Веркор - Избранное [Молчание моря. Люди или животные? Сильва. Плот "Медузы"]
Несколько мгновений он в задумчивости смотрел на меня. „Гм, — произнес он наконец. — Я не думал, что молодой поэт вроде вас…“ — „…может интересоваться социальными вопросами. Успокойтесь. Я не собираюсь встревать в эти дела. Но я ненавижу лицедейство“. Он пропустил дерзость мимо ушей. „А политикой интересуетесь?“ — „Еще того меньше“. Он медленно повертел в руках стакан, потом коснулся его донышком моего колена. „Но она интересуется вами, мой друг. И вы от нее никуда не денетесь“. Он прочел в моем взгляде: „Зачем он мне это говорит?“ На его губах снова появилась улыбка. „Война начнется в этому году, мой милый“.

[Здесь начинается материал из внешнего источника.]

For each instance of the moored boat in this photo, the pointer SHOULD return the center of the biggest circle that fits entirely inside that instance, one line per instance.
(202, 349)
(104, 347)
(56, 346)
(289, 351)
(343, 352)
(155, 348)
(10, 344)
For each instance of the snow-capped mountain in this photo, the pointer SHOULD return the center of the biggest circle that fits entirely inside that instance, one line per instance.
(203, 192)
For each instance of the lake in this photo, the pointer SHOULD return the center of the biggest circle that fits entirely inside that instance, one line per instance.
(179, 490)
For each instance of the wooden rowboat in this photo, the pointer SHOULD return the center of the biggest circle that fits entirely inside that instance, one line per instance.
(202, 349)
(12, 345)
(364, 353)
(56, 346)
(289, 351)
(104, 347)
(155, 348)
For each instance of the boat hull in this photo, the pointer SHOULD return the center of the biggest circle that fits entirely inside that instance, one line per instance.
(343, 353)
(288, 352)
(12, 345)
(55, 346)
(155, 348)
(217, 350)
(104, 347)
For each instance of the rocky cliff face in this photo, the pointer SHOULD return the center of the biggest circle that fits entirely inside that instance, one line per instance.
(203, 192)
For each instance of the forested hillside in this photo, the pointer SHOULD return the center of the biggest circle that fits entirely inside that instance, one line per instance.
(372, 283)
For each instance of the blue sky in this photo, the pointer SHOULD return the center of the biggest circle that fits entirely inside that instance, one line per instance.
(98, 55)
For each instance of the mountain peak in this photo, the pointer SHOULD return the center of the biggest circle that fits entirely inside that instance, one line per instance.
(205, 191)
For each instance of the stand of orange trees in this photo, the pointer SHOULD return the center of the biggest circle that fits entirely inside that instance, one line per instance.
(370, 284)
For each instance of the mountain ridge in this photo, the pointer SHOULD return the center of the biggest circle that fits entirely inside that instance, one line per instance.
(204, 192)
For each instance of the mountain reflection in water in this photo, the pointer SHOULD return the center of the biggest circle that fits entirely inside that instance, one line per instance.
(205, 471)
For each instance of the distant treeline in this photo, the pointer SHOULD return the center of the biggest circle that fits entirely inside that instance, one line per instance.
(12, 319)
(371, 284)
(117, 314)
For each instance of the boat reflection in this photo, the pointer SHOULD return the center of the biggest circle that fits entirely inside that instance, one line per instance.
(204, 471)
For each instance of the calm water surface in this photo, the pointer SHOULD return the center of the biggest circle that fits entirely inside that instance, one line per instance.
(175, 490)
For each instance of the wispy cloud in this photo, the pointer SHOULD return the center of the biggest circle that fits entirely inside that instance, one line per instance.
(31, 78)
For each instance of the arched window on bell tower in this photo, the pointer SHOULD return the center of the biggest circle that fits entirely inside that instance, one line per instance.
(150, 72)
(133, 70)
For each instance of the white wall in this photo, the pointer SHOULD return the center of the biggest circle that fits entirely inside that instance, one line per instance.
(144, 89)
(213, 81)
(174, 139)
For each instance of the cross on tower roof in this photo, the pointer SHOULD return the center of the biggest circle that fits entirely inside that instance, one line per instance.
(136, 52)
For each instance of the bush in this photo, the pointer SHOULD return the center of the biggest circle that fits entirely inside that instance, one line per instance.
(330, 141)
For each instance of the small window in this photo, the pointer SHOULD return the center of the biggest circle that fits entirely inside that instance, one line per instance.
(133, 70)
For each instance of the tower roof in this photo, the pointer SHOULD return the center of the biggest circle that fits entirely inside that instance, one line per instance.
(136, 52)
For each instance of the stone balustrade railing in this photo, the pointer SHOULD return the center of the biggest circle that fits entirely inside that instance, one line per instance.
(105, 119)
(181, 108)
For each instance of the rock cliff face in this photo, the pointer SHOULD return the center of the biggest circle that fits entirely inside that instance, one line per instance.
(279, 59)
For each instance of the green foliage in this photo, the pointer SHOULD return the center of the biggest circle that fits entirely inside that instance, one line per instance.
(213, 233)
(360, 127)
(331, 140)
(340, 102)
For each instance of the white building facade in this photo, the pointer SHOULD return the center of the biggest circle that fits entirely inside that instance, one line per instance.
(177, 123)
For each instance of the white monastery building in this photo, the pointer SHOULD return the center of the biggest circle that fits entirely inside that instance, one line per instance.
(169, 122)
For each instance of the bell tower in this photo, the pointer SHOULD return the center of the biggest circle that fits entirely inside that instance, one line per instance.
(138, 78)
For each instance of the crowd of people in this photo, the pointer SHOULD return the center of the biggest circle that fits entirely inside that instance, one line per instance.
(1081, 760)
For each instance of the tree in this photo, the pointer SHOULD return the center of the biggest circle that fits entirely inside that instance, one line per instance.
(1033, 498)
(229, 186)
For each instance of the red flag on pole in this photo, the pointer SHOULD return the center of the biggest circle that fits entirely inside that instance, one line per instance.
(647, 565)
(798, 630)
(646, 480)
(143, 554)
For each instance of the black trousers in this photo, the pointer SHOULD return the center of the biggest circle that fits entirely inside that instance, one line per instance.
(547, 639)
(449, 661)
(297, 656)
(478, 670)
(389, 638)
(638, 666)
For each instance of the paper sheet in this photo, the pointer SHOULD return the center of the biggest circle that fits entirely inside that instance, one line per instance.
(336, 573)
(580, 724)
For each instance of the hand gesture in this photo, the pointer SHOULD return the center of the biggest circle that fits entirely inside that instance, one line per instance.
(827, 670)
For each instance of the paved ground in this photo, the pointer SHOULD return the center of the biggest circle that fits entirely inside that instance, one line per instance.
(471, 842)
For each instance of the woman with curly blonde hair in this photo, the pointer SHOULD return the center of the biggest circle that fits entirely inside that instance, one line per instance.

Шел тридцать девятый год. Война? Я не верил, что она может начаться. Он угадал это по моей гримасе. Он похлопал меня по коленке. „Не сомневайтесь, мой мальчик. Полагаю, вы все-таки кое-что слышали о некоем Гитлере? — Он, кажется, принимал меня за круглого идиота. — Ага, значит, все-таки слышали, — сказал он, обнажив в насмешливой улыбке клык. — Не подумайте, что я нахожу его таким уж опасным. Он способен навести порядок в европейском бараке. Но он слишком нетерпелив. — Он говорил о Гитлере так, как говорят о расшалившемся ребенке. — Никто не собирается вступать с ним врукопашную, но все же, если он будет слишком торопиться… Без драчки не обойтись, и на этом спектакле вы можете оказаться в первых рядах“. Протянув ему пустой стакан, я небрежно сказал: „Все это касается только вас“. Он взял у меня стакан, чтобы его наполнить. „Что именно?“ Я: „Драчка. Это война ваша, а не моя“. Он обернулся ко мне: „И не моя. Покачал головой. Отнюдь не моя. Но я не могу ей помешать, так же как и вы“.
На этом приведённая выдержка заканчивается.